Catalonia’s Push for Independence

By Jennifer Singh, Reporter

Catalonia, one of Spain’s most economically successful regions, has been pushing for independence, yet the country and the region are on opposite sides.

Located in the northeastern region of Spain, Catalonia, which carries 16 percent of Spain’s population, embodies diversity with its own language of Catalan, and its own culture and way of living. Catalonia has provided much success to the country of Spain, and has become one of the most industrialized districts of the country. However, Catalonia has recently pushed to secede from the country, holding an election on Oct. 1, where 90 percent of the 2.26 million voters voted in favor of independence.

Spain, however, has refused to allow Catalonia to become independent, and recognizes what they would lose with the secession of the region. If Catalonia were to become independent, the country of Spain would lose one of its most profitable regions. Spain’s economy would suffer greatly, as they would lose a large number of taxpayers. The country has therefore declared the referendum illegal. Citing Article 155 of the Spanish Constitution, the country explains that central authorities are allowed to take control of any of Spain’s 17 regions. Spanish Prime Minister Mariano Rajoy described that the situation in Catalonia is “a clear violation of the laws, of democracy, of the rights of all, and that has consequences.”

Spain made the consequences clear, as Madrid stormed Catalonia with thousands of police in anticipation of the October vote. Officers seized millions of ballots, sealed designated polling stations, and on the day of the vote, police attempted to prevent voting by firing rubber bullets at protesters and voters, breaking into polling stations, and even forcing voters out by their hair. Nearly 900 were injured in the event, however the national government supported their decision to try and delay voting by referencing Spain’s constitution that describes how Spaniards have a right to vote on all major issues, and this referendum was considered a major issue.

The way Catalonia went about the referendum caused extreme controversy. Susan Douglass, a Spanish teacher at Cleveland, believes that “the government was very threatened by how they did it by having their own vote, so obviously if they have their own vote they’re all going to vote yes, but the rest of the country has no say.”

Douglass also sees the situation as “just another example of how fractured Spain has always been.” The country has had issues with Catalonia for years. The political party advocating for Catalonia’s secession has existed since 1922. According to BBC news, Catalonia lived among a broad autonomy before the Spanish Civil War in 1936, but that sense of freedom was suppressed under General Francisco Franco’s dictatorship from 1939 to 1975. It took the death of Franco to regain autonomy once again under the 1978 constitution. However, Catalonia’s autonomy has been “watered-down,” as Madrid forced the mainstream Spanish language of Castilian Spanish and culture upon them following Franco’s dictatorship, and Spain has continued to take from Catalonia’s economy, providing nothing in return. Catalans are frustrated from the years of recession and cuts in public spending. They have reached a tipping point.
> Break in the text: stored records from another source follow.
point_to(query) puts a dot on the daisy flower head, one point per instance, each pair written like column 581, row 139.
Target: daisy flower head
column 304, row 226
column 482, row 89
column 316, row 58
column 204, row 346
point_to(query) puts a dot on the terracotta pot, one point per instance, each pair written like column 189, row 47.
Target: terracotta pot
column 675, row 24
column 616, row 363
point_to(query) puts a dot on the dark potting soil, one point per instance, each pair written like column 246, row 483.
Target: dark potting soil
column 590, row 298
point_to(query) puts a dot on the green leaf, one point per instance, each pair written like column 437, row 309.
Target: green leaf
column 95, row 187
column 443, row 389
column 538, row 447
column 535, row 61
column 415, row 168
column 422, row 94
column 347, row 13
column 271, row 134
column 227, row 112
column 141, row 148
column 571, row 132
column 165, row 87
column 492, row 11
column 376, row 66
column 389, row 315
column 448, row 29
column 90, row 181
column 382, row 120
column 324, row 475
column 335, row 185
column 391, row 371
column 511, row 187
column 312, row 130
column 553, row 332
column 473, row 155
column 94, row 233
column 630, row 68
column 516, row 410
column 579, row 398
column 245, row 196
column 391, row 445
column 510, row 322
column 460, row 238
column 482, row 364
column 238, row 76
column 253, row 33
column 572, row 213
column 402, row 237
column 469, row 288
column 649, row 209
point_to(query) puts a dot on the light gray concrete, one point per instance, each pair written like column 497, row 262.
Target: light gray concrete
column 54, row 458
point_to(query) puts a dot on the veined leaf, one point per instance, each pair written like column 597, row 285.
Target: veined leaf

It is important to stay updated on these types of situations and to think about what has led up to them. Tim Graham, a Cleveland social studies teacher, encourages students to relate current events like this to events in the past. With a unit on the Civil War coming up in one of his classes, comparing and contrasting the secession in Catalonia and that of  the history of the United States and how it affects countries in different ways could be interesting ideas. “It’s pretty interesting to think about what happens to a government when parts of the country want to leave,” Graham explains. “I think it’s a fascinating thing.”

So where does Catalonia now stand? The region has yet to accept that their actions were considered illegal. Catalans and the Catalonia government still see themselves as a free and independent country, unwilling to back down. According to BBC, independence activists are calling for mass demonstrations to “defend the republic.” Madrid’s high court also jailed the heads of Catalonia’s two main separatist groups, and thousands have taken to the street in Barcelona to demand the release of the activists as reported by ABC. Catalonia now refuses to wave the Spanish and European flags because of their disapproval, showing how the region is not going to back down anytime soon.

The possibility of Spain ever being willing to let one of their most successful regions go is very unlikely. “Their country is so culturally diverse that it makes sense that they want to be independent,” Douglass explains, “but I think they’ve got too long of a history of all being part of the same country [for the Spanish government] to ever let that happen.”